Not sure what kind of plant will result but nothing ventured, nothing gained, we're going to plant them straight from the box they come from the store in.


----------



## *Andi (Nov 8, 2009)

http://www.preparedsociety.com/forum/f14/flax-linen-5141/

In the end I did get flax to spin ... but it was a job!


----------



## Davarm (Oct 22, 2011)

I read your thread and got curious so I looked for "Seed" online and found, if I'm reading it right, 1.05 lbs for $4.19 and for that price I'm thinking of ordering a pound.

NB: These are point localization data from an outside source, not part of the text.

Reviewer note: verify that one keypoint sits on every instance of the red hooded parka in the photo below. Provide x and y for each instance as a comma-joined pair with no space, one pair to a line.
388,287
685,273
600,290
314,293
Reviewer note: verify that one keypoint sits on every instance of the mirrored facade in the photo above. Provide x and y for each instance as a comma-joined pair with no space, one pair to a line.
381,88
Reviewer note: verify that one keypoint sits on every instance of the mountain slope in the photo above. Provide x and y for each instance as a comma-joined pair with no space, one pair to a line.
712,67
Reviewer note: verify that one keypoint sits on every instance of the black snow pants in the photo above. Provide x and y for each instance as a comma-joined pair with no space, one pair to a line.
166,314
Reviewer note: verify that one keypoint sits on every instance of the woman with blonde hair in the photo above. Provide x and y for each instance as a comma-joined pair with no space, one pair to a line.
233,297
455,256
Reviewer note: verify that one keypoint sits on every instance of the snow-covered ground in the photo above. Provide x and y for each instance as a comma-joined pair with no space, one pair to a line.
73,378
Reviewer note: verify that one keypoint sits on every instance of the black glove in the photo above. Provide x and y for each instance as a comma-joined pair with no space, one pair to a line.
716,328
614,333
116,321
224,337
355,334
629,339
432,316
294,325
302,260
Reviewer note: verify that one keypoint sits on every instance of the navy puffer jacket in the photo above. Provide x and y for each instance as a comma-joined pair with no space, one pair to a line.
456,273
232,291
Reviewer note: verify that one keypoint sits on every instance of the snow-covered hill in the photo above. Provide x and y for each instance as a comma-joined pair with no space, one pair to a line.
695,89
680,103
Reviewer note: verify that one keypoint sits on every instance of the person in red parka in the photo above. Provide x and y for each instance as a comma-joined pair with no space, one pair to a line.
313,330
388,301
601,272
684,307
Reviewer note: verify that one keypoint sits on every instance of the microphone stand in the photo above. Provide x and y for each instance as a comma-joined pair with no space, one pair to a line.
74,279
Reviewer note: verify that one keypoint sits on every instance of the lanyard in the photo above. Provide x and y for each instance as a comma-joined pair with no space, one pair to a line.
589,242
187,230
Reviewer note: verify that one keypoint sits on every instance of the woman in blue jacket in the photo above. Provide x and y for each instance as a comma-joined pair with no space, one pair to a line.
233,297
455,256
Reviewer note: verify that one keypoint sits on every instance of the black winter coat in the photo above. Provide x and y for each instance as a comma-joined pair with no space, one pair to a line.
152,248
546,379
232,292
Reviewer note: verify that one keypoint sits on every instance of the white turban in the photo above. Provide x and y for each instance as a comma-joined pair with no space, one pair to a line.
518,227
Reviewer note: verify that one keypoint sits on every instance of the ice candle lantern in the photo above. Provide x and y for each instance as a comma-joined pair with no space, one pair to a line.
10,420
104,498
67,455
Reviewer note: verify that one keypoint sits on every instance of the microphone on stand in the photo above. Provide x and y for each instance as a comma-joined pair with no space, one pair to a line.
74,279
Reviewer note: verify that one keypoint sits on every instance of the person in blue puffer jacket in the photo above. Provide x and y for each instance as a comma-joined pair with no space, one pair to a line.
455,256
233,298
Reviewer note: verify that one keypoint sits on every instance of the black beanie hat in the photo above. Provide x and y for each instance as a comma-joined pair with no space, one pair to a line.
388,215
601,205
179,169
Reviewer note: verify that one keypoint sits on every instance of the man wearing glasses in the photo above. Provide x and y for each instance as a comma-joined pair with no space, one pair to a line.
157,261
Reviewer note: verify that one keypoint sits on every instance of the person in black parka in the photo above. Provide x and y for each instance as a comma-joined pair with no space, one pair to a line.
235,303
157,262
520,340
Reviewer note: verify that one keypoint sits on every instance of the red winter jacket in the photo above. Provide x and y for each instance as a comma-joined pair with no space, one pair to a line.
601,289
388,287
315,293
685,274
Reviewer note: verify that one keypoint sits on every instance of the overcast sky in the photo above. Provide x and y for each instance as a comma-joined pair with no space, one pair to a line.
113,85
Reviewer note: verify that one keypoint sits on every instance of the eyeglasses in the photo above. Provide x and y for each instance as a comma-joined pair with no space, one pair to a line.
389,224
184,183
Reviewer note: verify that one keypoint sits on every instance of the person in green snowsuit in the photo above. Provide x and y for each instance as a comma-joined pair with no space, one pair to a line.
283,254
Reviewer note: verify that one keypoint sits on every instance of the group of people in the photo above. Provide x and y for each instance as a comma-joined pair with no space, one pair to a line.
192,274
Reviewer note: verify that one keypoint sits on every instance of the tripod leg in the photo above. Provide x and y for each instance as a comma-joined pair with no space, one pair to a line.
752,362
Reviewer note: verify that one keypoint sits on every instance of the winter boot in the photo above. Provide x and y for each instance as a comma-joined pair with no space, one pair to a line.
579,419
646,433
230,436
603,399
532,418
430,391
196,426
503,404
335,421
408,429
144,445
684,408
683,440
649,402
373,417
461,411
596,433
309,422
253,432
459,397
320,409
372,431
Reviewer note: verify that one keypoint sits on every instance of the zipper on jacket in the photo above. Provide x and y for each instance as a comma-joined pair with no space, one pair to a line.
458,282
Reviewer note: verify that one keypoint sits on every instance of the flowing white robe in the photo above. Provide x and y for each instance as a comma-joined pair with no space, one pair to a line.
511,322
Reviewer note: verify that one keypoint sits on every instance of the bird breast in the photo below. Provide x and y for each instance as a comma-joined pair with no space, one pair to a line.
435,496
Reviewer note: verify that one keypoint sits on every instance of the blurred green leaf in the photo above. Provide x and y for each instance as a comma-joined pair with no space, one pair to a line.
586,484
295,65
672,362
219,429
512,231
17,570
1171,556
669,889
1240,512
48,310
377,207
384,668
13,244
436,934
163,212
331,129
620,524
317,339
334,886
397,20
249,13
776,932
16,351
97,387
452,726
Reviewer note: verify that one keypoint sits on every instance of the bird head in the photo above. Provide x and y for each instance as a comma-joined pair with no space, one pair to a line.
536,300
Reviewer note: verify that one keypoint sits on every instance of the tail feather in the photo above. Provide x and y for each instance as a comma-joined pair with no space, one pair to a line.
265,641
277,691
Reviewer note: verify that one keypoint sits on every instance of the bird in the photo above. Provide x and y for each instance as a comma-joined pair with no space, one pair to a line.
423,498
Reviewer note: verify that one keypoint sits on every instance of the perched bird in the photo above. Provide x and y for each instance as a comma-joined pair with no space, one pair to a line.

http://www.groworganic.com/organic-flax-seed-lb.html#tab2

Since I'm almost out of garden space in the back, I could till up a big spot in the front yard and let it pass as a flower garden. The only concern I have at this point is that from what I've read, its a cool weather plant, dont know how it would tolerate our summers.


----------



## weedygarden (Apr 27, 2011)

Davarm said:


> I read your thread and got curious so I looked for "Seed" online and found, if I'm reading it right, 1.05 lbs for $4.19 and for that price I'm thinking of ordering a pound.
> 
> http://www.groworganic.com/organic-flax-seed-lb.html#tab2
> 
> Since I'm almost out of garden space in the back, I could till up a big spot in the front yard and let it pass as a flower garden. The only concern I have at this point is that from what I've read, its a cool weather plant, dont know how it would tolerate our summers.


I have had it in my flower garden. It is beautiful, but it lasted a few years and then stopped growing. It may be due to the clay in Colorado soil.


----------



## *Andi (Nov 8, 2009)

I planted mine in ol time rows ... but yes, it should have been more of a flower garden style ... If you search YouTube they "had" some great videos from days gone by ... 

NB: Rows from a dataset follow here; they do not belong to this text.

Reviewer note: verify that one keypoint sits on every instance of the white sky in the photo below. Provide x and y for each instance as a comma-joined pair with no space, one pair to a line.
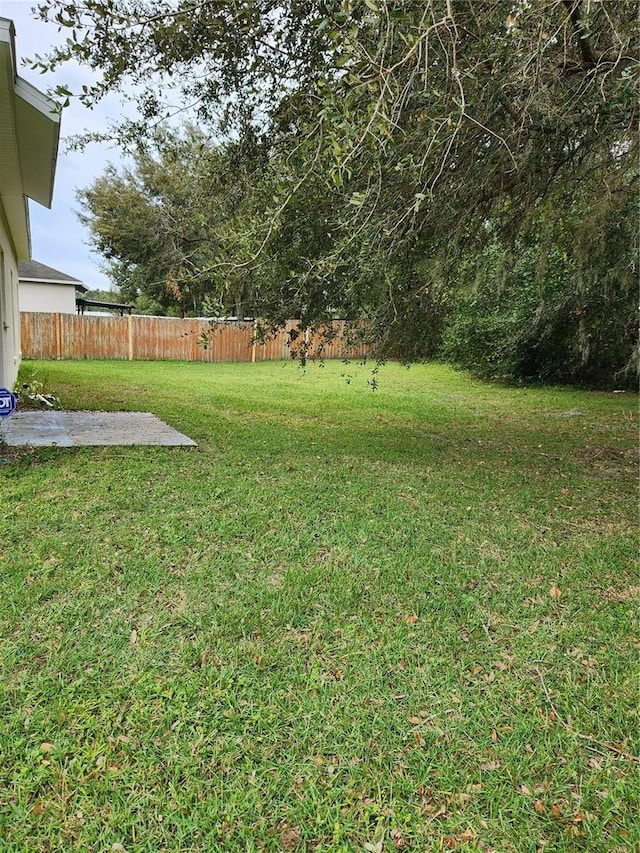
58,239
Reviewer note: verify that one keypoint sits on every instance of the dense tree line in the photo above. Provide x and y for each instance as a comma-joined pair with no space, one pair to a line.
463,175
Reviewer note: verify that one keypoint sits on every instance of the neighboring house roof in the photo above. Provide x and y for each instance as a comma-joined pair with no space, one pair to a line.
33,272
29,135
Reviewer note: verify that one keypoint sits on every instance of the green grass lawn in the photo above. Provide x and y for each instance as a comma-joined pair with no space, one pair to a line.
348,621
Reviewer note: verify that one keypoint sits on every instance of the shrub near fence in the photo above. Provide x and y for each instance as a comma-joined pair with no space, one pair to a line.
73,337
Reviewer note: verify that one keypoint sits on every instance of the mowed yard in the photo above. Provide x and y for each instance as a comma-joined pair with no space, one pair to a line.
350,620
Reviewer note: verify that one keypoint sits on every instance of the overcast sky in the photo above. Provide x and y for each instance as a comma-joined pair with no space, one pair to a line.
58,239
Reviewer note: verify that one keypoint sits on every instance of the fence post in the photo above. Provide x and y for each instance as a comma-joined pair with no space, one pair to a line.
130,331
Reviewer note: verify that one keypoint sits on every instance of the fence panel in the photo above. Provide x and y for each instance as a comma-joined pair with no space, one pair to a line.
69,336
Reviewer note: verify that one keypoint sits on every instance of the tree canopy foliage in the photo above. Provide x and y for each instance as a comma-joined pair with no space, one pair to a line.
461,174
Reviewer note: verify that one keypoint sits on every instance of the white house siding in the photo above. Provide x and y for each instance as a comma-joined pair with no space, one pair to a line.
51,298
9,313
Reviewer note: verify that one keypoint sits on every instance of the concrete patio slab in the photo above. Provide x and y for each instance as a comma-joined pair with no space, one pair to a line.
78,429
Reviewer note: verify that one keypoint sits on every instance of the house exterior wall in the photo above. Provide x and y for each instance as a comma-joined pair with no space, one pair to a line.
9,311
52,298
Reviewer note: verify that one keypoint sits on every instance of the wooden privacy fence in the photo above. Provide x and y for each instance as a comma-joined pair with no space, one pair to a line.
70,337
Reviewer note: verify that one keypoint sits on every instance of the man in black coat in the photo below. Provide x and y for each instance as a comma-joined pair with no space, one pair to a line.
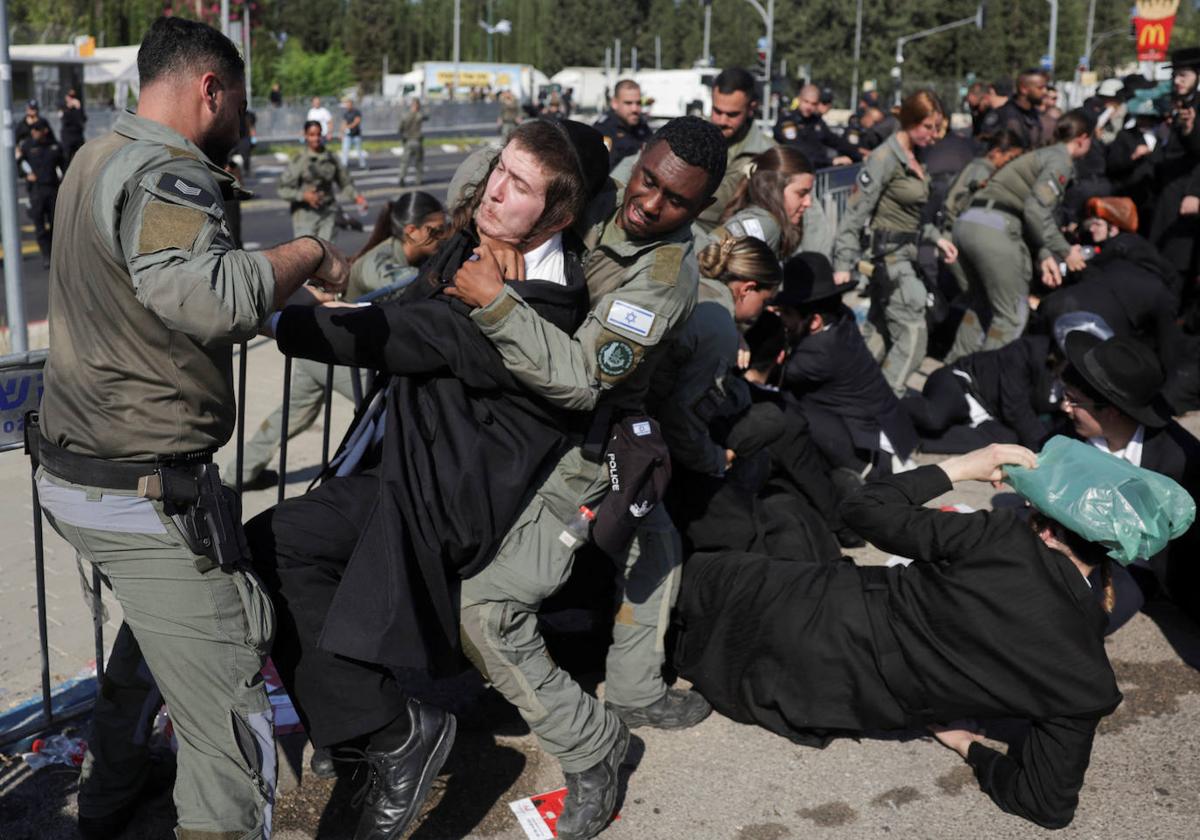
1113,397
990,621
364,571
991,396
853,417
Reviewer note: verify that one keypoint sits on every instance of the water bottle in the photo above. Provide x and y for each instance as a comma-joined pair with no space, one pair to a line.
579,528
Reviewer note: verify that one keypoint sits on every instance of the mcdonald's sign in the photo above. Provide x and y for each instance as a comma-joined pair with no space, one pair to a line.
1153,37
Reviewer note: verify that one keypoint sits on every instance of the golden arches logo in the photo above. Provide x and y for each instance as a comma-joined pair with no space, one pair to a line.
1152,35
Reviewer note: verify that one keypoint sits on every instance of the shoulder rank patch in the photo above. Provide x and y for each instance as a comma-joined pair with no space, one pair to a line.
616,358
667,261
633,318
186,190
754,228
167,227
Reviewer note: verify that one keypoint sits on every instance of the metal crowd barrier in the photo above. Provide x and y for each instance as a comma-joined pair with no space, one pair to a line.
833,189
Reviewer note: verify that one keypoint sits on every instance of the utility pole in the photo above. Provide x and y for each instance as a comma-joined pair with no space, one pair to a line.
457,25
708,29
245,49
10,234
1053,46
858,53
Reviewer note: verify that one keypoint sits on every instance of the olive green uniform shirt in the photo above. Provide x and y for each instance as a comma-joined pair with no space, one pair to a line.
411,125
889,197
318,171
382,265
739,161
147,298
641,292
973,178
1031,187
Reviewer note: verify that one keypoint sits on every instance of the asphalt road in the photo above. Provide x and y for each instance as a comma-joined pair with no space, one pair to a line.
265,220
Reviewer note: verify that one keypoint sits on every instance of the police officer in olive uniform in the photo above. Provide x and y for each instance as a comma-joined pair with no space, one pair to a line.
311,183
1008,220
623,127
414,145
893,189
147,298
642,280
42,163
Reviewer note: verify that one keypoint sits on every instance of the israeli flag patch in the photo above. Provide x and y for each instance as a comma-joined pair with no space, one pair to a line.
630,318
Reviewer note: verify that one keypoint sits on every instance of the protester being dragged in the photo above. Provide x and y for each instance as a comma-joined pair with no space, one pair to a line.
772,205
1009,220
990,396
1126,283
993,619
852,413
407,233
365,570
1113,396
892,192
312,183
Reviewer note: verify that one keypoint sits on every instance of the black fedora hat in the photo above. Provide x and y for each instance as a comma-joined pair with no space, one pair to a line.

But it is all about what you have learned ...education is part of life...

Have fun and best of luck! (and keep us posted)


----------



## goshengirl (Dec 18, 2010)

We'll be growing some this summer (golden flax) to include in our chicken feed, but I have no idea how to utilize it for linen.


----------



## weedygarden (Apr 27, 2011)

goshengirl said:


> We'll be growing some this summer (golden flax) to include in our chicken feed, but I have no idea how to utilize it for linen.

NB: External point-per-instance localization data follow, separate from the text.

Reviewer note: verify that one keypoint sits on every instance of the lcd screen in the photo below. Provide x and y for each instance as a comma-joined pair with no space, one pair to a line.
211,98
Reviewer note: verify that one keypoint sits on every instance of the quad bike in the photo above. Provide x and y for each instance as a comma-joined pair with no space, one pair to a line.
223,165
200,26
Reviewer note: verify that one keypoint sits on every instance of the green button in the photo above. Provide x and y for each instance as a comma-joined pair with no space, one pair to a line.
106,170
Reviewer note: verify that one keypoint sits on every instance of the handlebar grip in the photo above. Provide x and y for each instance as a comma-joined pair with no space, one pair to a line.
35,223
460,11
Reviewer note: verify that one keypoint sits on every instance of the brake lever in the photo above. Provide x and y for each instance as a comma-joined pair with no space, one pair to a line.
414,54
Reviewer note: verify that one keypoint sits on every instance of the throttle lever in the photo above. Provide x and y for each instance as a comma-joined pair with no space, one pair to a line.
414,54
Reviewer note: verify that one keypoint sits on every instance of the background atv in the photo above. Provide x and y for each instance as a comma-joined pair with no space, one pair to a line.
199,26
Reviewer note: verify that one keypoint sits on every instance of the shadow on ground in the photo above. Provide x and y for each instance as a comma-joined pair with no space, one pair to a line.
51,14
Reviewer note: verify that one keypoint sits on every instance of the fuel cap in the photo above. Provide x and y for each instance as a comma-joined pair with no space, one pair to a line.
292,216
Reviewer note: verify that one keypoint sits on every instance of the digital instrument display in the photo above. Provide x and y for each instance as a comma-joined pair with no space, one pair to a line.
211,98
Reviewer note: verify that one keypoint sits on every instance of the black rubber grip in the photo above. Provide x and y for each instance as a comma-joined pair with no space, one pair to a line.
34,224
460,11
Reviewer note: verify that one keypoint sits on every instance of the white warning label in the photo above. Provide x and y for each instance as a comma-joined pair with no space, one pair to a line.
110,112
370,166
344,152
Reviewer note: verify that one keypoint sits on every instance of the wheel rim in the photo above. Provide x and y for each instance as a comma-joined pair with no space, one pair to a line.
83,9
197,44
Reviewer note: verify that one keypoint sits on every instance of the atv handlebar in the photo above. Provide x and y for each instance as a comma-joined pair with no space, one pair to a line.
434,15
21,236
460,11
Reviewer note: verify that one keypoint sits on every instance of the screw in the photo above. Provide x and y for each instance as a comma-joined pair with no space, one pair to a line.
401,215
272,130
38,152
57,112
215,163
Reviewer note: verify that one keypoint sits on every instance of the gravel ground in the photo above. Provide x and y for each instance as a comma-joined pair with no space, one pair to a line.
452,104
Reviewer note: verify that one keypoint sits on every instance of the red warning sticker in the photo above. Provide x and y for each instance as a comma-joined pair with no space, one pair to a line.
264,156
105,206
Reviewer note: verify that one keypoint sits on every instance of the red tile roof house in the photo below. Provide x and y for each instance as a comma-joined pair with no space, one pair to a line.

I have no idea how to use it for linen either, but Andi has a thread that came back again about this.

http://www.preparedsociety.com/forum/f14/flax-linen-5141/

Youtube is the source of just about the anything you want to know how to do.


----------



## *Andi (Nov 8, 2009)

I found a site that gives step by step process and a look at the tools one may need ... Hope this helps.

http://www.flaxforsale.com/html/flax_process.html


----------



## LincTex (Apr 1, 2011)

The large H-E-B grocery stores with an "organics" section have both brown and yellow raw flax seeds. I can get pics if you need some. I'll also mail any amount, anywhere, to anyone..... just pay the price plus shipping.


----------